Today was one of those rough all-day-with-the-baby days. I wasn’t able to go to work because Genny was too sick. Her excessive crankiness was just the beginning of my unlucky day. I dropped and broke my cell phone; I lost a bottle of milk in the grocery store; I smashed three baby videos onto my bare foot; I forgot to buy waffles for Genny at the store; Genny poked me in the eye. I don’t think the last item reflects my not having bought waffles, but I can’t be sure.
To top off my lovely day, our upstairs neighbor hassled me. Every week or two her grandson comes to stay. Whenever I run into her in the elevator she always says, “If he’s ever too noisy, please just come and tell me.”

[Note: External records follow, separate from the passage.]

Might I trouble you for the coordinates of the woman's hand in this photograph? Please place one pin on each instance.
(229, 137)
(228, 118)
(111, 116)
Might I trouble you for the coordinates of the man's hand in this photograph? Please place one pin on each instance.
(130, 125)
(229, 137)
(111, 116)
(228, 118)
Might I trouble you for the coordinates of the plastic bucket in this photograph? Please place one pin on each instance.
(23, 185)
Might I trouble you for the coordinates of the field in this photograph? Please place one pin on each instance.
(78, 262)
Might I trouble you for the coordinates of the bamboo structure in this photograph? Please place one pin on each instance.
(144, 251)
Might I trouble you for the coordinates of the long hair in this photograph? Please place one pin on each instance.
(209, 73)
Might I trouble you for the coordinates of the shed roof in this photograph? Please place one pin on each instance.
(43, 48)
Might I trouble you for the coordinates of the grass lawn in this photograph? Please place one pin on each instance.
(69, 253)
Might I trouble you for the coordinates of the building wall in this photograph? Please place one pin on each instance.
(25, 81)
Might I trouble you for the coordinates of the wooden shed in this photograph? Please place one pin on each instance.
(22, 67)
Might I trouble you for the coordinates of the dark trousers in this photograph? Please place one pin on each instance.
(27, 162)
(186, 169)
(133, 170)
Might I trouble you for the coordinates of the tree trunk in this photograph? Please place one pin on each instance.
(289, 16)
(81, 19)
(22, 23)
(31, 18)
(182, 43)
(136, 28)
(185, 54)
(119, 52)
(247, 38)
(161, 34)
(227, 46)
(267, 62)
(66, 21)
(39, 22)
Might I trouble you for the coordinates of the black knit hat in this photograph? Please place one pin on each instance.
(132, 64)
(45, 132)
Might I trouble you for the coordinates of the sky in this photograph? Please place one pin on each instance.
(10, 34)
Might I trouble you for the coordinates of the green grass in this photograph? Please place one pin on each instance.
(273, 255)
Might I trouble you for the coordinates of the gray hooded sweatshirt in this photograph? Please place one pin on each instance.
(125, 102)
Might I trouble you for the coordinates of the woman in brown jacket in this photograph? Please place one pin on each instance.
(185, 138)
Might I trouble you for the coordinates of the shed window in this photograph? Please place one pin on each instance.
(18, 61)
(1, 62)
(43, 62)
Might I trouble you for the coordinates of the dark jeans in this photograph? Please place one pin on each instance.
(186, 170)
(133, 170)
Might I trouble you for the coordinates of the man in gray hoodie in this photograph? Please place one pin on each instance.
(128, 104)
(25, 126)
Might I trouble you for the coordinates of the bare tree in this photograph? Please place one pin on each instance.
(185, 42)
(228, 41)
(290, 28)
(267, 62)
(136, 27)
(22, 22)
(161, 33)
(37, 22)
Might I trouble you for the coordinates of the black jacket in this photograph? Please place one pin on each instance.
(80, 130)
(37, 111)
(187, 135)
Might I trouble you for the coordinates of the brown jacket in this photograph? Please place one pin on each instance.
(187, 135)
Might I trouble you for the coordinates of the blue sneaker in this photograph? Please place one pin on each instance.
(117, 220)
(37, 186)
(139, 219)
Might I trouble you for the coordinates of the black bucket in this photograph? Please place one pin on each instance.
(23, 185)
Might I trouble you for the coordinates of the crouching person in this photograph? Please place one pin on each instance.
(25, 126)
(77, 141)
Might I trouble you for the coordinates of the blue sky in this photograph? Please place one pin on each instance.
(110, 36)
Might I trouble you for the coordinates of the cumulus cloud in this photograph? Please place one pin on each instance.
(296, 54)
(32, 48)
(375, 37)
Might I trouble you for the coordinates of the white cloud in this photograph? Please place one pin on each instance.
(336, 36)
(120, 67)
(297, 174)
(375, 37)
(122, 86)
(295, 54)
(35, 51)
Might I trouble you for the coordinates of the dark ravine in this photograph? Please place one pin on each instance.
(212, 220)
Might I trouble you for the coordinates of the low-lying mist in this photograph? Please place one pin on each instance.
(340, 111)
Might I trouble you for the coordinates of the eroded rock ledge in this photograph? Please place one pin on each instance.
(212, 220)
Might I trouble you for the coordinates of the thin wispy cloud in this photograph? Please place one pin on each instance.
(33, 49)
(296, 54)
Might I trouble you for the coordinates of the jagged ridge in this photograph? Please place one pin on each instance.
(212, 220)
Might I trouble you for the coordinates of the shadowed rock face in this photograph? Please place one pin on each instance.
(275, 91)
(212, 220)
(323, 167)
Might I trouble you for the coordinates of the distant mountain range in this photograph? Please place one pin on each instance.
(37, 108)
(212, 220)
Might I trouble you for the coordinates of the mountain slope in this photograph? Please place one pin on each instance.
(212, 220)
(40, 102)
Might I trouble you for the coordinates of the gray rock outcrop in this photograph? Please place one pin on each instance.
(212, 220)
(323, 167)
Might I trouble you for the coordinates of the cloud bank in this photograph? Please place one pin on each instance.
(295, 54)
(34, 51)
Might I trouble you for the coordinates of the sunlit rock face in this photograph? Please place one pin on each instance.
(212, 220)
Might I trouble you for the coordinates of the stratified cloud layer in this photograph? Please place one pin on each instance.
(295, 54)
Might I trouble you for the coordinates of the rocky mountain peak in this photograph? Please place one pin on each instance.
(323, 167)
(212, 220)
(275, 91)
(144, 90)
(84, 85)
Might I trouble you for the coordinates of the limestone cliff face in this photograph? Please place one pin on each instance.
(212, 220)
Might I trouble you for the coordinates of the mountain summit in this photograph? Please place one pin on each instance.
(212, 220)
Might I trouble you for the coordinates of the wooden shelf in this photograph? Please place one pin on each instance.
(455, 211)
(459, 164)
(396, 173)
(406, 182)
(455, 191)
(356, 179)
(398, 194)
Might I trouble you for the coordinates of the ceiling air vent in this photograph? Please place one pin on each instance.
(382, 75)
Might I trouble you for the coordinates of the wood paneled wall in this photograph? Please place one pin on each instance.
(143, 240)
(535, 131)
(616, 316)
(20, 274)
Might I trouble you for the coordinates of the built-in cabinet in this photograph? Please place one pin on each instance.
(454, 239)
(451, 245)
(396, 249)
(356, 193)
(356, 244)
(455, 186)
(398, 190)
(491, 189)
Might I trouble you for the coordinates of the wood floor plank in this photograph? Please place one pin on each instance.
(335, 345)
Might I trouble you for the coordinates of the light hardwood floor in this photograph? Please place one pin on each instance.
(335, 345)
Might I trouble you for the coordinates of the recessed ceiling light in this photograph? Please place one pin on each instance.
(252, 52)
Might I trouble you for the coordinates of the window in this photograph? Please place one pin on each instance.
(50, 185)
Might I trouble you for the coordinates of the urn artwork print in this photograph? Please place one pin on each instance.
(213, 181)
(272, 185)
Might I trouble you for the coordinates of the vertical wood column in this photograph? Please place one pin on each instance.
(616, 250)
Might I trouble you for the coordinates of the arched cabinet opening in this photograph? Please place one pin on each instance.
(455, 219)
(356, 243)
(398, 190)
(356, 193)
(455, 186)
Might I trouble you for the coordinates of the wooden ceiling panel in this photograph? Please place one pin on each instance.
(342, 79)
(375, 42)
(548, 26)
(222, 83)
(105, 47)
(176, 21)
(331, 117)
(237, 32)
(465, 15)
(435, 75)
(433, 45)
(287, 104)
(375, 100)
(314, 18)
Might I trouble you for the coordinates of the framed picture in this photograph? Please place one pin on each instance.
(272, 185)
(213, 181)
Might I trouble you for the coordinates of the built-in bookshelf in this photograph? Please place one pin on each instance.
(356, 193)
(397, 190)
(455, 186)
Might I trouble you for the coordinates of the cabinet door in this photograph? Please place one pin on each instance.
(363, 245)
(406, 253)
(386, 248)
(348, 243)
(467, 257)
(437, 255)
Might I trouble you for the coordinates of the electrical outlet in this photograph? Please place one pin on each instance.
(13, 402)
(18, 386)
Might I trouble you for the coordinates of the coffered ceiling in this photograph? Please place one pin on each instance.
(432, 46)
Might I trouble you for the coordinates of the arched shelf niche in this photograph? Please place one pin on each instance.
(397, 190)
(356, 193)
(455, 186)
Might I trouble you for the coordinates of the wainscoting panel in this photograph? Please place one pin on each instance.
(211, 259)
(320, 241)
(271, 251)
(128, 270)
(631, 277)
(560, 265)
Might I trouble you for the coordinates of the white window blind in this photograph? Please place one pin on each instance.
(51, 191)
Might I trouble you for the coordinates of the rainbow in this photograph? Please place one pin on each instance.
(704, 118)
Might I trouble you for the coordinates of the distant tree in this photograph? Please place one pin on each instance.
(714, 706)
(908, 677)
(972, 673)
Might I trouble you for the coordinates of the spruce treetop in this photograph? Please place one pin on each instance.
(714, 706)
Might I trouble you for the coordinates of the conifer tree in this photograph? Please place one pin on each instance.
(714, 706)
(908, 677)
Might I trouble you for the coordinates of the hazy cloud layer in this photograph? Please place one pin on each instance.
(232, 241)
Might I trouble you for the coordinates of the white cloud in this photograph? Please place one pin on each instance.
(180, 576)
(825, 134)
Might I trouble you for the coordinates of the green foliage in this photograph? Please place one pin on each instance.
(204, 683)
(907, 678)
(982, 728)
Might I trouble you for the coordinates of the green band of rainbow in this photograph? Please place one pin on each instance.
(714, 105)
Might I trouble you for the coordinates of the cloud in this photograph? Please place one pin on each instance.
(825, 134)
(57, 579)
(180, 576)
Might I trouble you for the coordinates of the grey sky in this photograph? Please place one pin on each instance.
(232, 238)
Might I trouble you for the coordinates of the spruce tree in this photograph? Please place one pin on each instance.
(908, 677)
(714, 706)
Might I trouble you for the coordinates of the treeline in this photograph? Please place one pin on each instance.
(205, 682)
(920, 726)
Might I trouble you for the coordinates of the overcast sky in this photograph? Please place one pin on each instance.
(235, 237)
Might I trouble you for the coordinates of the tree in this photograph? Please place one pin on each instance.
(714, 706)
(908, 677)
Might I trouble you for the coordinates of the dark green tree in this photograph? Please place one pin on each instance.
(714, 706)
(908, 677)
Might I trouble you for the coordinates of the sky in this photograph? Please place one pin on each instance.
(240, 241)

Well, this past Saturday he must have been playing Batman or something, jumping off Grandma’s bed and thumping his body all along our ceiling. He woke Genny up twice. So, Nick went up and politely told them the situation. She proceeded to tell Nick that he can’t be complaining all the time (this was our first time), that the grandson only visits once every three months (ha!) and that basically, screw you, they weren’t going to quiet down.
So, lucky me gets to ride with Grandma in the elevator today, who proceeds to inform me that Nick had no right coming up and ringing her bell on Saturday. I was just like, Okay, smile, smile, and then I quickly got off the elevator and felt like, what happened to the nice lady who always tells me to tell her if her grandson is being too noisy?
The big problems of living in a cheaply made Queens apartment. I suppose it could be worse. Right now I’m just hoping that Genny manages to sleep through the night.
Which for whatever reason leads me to the fact that I haven’t been writing. I’ve been uncreative and feeling like a beached seal pup about to be clubbed by a big bearded hunter. I don’t want my brain and blood to ooze out on the white white ice and snow.
So, there you have it.
OMG! That was your opportunity to bring up what she told you - that your whole reason for sending Nick was because she said you should!
ReplyDeleteEasier said than done. Please reconsider for the future. My therapy revolves around NOT letting these moments slip by because they damage you more than you realize. Perhaps that tape loop of yours would be quieter if you stood up for yourself more.
As I said, easier said than done. particularly for women. We are trained from birth not to make waves. And as a result, society won't let us be angry.
There are ways to be assertive without being angry or hurtful to the person receiving your gripe. Maybe we should practice with each other. I know I'm terrible at it.
... and on the other hand, waffles can be pretty important some times... :-)
ReplyDeleteI know things aren't always easy, but - I want you to know how much you make me laugh when you write about you and the baby - throwing food at your back, ertc., all the things that SHE things are just sooooooo funny!